Rudd explains why it is that the Copenhagen meeting may fail:
If Copenhagen does not deliver the outcome we so urgently need, no individual climate change skeptic will be responsible, but each of them will have played their part.
Rudd explains that there is no place in government for people holding these views, a position seemingly reinforced this week when the CSIRO stands accused of censoring a paper critical of the Australian ETS:
Climate change skeptics in all their guises and disguises are not conservatives. They are radicals.

They are reckless gamblers who are betting all our futures on their arrogant assumption that their intuitions should triumph over the evidence.

The logic of these skeptics belongs in a casino, not a science lab, and not in the ranks of any responsible government.
Can witch trials and pogroms be far behind? What bothers me about the speech is not so much the criticism of people who reject mainstream science. Fine, criticism of them as rolling the dice on a minority view is fair and appropriate. What bothers me is the explicit equation of people who question a policy's effectiveness or desirability with the idea of being a "denier" and thus being "dangerous." Rudd is openly conflating views on science with views on politics. Not only does this further the politicization of science, but it also make a mockery of democratic governance. Imagine if George W. Bush had given this same speech in 2003 but about people who deny the merits of his desired policy of going to war in Iraq. There would have been national and international outrage, and rightfully so.

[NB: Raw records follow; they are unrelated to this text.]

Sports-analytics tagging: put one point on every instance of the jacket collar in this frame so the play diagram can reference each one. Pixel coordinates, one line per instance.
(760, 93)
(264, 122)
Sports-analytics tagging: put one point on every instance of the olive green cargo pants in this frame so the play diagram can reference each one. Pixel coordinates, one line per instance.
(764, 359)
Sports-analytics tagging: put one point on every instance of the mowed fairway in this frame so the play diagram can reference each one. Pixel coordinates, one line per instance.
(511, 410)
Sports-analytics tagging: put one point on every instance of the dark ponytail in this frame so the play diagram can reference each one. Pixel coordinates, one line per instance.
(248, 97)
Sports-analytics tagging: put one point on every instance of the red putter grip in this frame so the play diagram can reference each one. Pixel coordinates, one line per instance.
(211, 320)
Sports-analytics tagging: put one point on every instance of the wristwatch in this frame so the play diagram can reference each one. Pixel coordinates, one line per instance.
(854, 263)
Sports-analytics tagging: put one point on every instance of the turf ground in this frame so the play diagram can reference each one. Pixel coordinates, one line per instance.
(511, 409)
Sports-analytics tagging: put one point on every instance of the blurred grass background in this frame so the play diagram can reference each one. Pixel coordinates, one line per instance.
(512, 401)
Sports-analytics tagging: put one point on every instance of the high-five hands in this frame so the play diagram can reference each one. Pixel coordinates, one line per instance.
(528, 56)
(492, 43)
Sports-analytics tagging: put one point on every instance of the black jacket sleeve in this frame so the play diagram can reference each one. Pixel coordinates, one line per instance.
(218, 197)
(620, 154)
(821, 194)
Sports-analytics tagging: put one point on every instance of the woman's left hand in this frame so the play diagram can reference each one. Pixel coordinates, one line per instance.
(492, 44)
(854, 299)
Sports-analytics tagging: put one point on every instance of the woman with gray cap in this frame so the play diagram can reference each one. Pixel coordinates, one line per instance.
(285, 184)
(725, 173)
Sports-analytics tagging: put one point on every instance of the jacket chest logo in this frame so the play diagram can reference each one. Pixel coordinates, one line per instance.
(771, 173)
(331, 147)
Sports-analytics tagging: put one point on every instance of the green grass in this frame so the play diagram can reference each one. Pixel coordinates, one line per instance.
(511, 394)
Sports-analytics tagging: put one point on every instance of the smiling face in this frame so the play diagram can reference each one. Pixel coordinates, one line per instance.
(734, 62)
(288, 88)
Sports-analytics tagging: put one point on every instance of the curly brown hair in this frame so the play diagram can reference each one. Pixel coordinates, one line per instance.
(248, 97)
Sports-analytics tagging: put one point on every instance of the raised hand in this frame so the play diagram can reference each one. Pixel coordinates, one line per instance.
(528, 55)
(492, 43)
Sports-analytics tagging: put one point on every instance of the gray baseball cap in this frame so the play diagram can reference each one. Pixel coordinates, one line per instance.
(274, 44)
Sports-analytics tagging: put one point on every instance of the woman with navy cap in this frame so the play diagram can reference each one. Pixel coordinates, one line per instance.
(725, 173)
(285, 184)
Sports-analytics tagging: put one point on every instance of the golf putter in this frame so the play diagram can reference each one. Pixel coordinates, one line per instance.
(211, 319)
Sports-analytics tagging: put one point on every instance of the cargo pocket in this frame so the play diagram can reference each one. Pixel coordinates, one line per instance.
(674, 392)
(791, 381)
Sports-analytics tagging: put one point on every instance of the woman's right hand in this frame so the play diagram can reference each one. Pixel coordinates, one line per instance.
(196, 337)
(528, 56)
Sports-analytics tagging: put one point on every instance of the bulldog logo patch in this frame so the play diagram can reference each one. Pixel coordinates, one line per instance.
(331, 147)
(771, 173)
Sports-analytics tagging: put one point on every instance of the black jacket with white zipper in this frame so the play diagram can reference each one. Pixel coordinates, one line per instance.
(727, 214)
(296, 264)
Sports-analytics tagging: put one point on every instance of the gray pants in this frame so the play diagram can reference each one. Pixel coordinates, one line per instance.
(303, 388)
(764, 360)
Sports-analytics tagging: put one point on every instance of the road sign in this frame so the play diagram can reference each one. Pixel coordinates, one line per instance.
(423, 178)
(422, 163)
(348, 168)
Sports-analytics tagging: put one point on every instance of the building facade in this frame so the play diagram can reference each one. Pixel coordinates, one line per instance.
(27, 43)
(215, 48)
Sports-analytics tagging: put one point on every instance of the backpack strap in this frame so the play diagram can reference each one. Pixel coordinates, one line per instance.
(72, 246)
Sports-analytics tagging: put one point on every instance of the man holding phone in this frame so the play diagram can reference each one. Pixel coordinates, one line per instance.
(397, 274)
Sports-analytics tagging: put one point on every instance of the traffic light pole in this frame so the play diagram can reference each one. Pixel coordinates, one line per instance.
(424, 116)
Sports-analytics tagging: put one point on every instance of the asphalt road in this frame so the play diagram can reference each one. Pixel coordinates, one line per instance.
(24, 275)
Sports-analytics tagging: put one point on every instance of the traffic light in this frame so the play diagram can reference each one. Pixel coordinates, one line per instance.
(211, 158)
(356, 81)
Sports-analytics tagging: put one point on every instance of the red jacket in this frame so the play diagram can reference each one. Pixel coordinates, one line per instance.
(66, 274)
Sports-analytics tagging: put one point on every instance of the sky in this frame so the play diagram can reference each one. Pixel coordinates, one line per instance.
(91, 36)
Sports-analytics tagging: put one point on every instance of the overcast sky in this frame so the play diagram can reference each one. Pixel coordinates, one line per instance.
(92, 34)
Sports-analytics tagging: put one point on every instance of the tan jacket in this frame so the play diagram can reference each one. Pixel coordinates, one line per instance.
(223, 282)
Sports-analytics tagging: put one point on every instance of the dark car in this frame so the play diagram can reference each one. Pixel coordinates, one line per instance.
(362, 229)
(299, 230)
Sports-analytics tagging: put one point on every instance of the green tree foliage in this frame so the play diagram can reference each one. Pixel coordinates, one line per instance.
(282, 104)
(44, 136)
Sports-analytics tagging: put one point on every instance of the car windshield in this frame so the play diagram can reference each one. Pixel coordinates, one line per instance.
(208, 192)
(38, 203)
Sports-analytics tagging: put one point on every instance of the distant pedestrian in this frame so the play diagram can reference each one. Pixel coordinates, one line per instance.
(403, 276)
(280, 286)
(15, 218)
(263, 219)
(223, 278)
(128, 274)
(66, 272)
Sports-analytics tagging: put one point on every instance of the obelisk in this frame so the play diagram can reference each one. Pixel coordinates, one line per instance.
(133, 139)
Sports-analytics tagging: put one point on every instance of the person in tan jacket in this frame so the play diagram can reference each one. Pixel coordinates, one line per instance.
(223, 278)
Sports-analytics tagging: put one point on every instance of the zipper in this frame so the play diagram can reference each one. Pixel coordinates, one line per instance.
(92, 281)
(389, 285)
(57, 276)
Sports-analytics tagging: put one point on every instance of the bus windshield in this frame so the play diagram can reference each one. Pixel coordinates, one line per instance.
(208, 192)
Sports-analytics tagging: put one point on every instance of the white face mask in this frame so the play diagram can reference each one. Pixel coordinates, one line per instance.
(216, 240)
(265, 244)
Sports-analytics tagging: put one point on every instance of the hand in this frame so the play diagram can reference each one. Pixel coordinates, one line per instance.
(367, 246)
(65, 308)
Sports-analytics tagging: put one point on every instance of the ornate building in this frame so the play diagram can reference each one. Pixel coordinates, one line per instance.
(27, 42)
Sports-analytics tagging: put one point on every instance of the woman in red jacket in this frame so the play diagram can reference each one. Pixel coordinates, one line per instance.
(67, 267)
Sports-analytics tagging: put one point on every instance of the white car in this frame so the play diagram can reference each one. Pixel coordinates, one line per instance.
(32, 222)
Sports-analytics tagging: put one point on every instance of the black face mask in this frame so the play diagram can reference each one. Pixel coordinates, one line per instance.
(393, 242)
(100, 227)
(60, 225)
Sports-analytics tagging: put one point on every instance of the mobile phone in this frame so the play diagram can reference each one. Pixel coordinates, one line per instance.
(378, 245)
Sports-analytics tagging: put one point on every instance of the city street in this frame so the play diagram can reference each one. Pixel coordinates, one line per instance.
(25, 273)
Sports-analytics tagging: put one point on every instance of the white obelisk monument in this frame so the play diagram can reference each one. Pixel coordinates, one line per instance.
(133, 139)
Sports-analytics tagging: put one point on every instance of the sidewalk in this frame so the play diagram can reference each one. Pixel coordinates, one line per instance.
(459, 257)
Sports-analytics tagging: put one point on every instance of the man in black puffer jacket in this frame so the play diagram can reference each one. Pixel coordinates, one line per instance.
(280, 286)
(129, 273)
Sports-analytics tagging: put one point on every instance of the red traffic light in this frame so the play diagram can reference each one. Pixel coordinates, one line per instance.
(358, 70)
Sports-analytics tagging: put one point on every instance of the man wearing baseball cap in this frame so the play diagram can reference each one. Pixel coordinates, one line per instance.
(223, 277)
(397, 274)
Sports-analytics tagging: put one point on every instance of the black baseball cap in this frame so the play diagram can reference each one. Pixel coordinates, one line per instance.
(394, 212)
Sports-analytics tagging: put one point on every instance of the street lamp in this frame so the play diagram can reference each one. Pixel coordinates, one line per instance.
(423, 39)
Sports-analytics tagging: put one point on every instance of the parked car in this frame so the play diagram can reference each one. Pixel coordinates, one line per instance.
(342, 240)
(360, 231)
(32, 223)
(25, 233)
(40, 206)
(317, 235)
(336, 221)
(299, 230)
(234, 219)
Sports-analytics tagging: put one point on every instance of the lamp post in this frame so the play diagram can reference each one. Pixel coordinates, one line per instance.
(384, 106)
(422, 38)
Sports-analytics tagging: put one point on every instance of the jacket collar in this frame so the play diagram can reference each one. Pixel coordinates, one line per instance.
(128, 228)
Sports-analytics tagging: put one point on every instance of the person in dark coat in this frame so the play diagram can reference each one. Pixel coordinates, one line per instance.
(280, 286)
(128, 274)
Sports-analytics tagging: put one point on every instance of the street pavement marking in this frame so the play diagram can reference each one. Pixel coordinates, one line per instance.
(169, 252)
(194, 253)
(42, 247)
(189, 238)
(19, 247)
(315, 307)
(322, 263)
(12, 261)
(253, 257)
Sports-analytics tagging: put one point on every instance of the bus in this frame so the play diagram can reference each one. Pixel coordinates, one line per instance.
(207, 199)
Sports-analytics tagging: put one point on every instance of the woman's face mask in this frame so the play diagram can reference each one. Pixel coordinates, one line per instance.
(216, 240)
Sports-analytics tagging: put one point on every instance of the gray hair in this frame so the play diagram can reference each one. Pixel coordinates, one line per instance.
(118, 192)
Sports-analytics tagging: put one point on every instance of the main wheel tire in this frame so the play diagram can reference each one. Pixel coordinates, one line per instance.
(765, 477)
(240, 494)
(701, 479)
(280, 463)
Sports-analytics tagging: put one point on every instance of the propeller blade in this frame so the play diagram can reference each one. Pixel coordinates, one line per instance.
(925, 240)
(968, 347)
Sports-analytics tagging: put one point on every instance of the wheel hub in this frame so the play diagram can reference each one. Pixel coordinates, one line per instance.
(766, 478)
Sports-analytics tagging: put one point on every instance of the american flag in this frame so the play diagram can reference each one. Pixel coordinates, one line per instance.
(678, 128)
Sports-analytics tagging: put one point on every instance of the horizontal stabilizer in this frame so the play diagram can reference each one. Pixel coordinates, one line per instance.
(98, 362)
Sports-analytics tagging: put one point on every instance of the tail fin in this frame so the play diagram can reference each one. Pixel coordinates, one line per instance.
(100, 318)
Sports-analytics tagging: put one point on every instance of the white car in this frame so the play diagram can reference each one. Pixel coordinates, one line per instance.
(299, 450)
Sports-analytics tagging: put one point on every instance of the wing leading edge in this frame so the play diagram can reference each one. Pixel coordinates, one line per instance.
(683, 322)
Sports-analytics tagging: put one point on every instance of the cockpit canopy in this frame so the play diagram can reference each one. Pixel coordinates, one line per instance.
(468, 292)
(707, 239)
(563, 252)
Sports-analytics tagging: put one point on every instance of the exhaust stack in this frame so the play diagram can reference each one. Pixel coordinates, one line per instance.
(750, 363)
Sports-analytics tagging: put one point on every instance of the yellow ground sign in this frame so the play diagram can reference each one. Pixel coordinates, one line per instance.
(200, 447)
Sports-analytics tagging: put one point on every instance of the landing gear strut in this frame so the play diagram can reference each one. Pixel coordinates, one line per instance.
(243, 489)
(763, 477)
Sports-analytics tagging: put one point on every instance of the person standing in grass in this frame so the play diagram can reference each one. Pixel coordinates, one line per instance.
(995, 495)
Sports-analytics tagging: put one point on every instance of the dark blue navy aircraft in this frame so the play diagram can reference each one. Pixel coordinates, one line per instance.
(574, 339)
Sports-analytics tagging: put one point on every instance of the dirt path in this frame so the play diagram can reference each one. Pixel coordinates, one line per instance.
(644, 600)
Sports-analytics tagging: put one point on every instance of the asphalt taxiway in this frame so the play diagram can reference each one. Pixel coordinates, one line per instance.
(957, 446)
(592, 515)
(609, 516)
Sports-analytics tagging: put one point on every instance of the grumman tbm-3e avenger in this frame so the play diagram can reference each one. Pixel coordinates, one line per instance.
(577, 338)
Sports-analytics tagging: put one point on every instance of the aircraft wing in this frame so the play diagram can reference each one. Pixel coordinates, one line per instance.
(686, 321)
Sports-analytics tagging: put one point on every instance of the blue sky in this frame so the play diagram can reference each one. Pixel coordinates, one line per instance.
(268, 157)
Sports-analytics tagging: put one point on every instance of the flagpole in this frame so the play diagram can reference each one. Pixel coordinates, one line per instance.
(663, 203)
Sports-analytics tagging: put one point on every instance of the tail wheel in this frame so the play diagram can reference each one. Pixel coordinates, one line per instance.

Rudd may be trying to set the stage for domestic failure of the CPRS and more generally that in Copenhagen. But he is doing so in a way that stomps on the notion of democracy and the fact that people have different values and perspectives that can only be reconciled through the democratic process. An observer at the Lowy Institute (where the speech was given) said afterward (emphasis added):
The implication was that these descriptions applied to anyone who opposed the Government's climate change agenda — the PM seemed to admit of no possibility that anyone of good will could be opposed to that agenda.
That is a pretty good description of the climate debate. Demonizing one's opponents and calling their views "dangerous" is a first step down a path we don't want to go.